I shuttered the window on this tiny little room of a blog this past November. I took a look around, heaved a sigh, left some valuables behind so the room didn't feel completely abandoned, and locked up.
Last November was dark. My mother was sick, my beloved autumn held no radiance, the sun seemed to be vanishing at an alarming speed. Life itself was slipping away. My mind's pulse slowed and my heart gained ten pounds in sadness. There was little that seemed worth the effort, certainly not writing about my feelings, so trivial in the face of the world's larger sorrows and problems. Blogging seemed to be entirely an exercise in narcissism, and I felt deep shame as I read through all the old posts I had wasted time typing out whenever the mood struck me.
No one read the blog, which gave me the freedom to be sloppy, to meander, to write about esoteric, peculiar feelings. I had no gift for ingratiating myself with readers, for inviting people into my world, for extending my hand in friendship to my fellow mothers, parents or people in general. I had no talent for layout or design, and I felt it unfair to my growing child to share any photos of her growing up. (There is nothing as good for readership as adorable, inspiring photos of our children playing, skipping through the grass, sleeping, smiling.) Additionally, I felt depressed by the world of blogging. So many editors wanted lists. Lists! Everything had to be quickly digestible and served with a side of fries and a Coke.

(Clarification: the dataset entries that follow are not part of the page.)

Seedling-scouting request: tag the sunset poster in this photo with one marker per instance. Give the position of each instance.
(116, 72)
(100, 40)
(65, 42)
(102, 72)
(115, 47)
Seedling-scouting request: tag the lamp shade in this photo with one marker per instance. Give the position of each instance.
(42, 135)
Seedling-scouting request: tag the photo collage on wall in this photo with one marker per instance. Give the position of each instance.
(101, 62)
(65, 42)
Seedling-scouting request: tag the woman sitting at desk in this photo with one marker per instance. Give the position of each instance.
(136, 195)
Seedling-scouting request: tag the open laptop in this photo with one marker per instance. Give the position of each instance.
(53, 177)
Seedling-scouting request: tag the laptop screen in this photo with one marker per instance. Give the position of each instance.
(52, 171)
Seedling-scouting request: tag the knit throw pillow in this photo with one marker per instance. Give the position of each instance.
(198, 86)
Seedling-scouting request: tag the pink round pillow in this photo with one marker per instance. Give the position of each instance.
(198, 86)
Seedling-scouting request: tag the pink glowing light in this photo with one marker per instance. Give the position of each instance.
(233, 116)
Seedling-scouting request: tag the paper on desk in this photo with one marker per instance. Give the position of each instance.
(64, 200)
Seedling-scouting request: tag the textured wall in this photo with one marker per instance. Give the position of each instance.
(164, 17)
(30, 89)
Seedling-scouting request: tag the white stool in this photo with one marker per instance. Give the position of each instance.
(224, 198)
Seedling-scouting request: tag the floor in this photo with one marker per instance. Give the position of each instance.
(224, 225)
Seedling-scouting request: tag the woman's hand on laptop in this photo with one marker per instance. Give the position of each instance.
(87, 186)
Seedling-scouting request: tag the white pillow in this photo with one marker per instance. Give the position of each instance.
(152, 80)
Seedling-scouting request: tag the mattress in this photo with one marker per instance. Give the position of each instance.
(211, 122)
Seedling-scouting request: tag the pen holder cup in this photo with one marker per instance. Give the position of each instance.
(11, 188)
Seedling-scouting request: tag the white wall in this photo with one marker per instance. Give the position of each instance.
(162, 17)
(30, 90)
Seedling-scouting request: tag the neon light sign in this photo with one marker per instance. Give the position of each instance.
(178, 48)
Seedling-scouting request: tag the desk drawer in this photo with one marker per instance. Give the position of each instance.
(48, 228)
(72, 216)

I wrote some essays in private. I hope some will see the light of day. They belonged in their own world, not on a blog, I decided, so I put them in a drawer and waited for the pain which had inspired them to ease. Once that pain had lessened, I figured, I could decide if they had any merit. The blogging world moves so quickly: write, submit! Write, submit! Publish, publish, publish! I wanted off that treadmill; it felt pointless and silly and repetitive.
As a mother who isn't working, it is wonderful to have a sense of community, and to create, even if it is a silly essay for a web site or a blog post for your readership of three: you, your husband when he has the time to read, and the ghost of your pet dog. But swept into the vortex of submission, rejection and sometimes, ah--sweet dopamine fix--acceptance, I lost my way. I stumbled and fell.
Bleeding and dizzy, I stood up and looked at what a year had produced. I had written a few things I liked, I had written a lot of nonsense, and I had tried to create in a time of life that can be filled entirely with simply surviving.
And then I thought, what about it? Why don't I just try to survive? Maybe I would be far happier if I stopped trying to make something of my words, of myself, of my life right now. Maybe I should go back to curling into my child and falling asleep with her at night, cooking more stews and roast vegetables again, vacuuming the rug, reading plays that someday soon I might audition for. I am an actor, after all, not a writer.
I sat in the darkness for a while. I visited the place where the blog once stood. Cobwebs had formed, ghosts lurked in the shadows and I felt a chill pass through as its body grew cold.
This didn't feel entirely bad. I enjoyed the silence, I enjoyed the sense of control I had over my moments of quiet, so few with a young child. I had no urge to run to the computer and type, no need to scrawl notes on napkins or in notebooks. No ideas percolated.
But chemicals shift, mothers improve for a time, and the sun starts slowly making its way round the bend. Spring may be a few months off, but we have started spotting birds perching in the bare branches outside our living room windows. The light beckons once more.
So, what the hell? I have, with shaking hands, opened the blinds.
A little light filters into this dusty space. The ghosts have scurried to their corners, but they haven't vanished. I don't want them to. They write most of my words.
To write is to say, "I'm here." The world's problems are vast, the suffering of many others is more profound and consistent than mine, but denying my right to say "I'm here" is as pointless and destructive as shaking the flower where the Whos of Whoville live. A person's a person no matter how small.
Blogs get a lot of grief for not being serious literary endeavors. But maybe that is neither their intent nor their purpose. They are simply a whole lot of voices singing in unison: "We are here!" and in doing so, letting all those other tiny voices be heard, through our collective singing. We don't have to be very good at writing or thinking up fresh ideas. We just have to show up and open the blinds.
So I'm here, opening the blinds and letting the gray winter light in. Are you out there, too? Because I don't think I can do it alone.